Antara Haji Kasab dan Haji Nasab

TADI malam, saat mabit di Muzdalifah, ada satu rombongan Kelompok Bimbingan Haji (KBIH) yang mengadakan tausiyah. Sang pemateri memberikan motivasi haji, tentang perjuangan dan pahala yang akan diraih.

Di sela materi, dai yang berlogat Sunda ini menceritakan macam-macam orang naik haji. Ia menyebutkan ada 3 jenis orang yang naik haji:

Pertama: haji kasab, yaitu haji dengan usaha yang dia miliki. Dengan uang, seseorang menabung, lalu bisa berangkat haji ke tanah suci.

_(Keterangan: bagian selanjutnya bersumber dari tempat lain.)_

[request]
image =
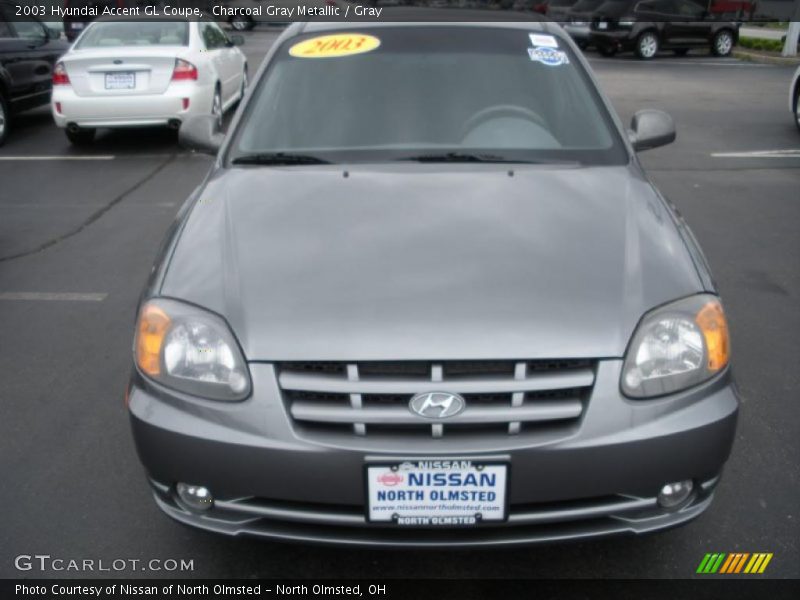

Kedua, haji nasab, yaitu seseorang berangkat haji karena turunan. Dia punya orang tua kaya. Ikut berangkat haji diajak keluarganya.

Ketiga, haji nasib, yaitu karena nasib baik yang Allah takdirkan kepadanya. Berangkat haji begitu saja. Tanpa punya modal dan bukan dari keluarga kaya.

Saya yang sedang rebahan, asyik mendengarkan penjelasan sang ustadz. Ada banyak poin yang beliau sampaikan, tapi pembahasan tentang 3 jenis orang naik haji ini yang sangat menarik perhatian saya.

Saya sangat terenyuh mendengarnya. Tausyiahnya sangat menyentuh sekali.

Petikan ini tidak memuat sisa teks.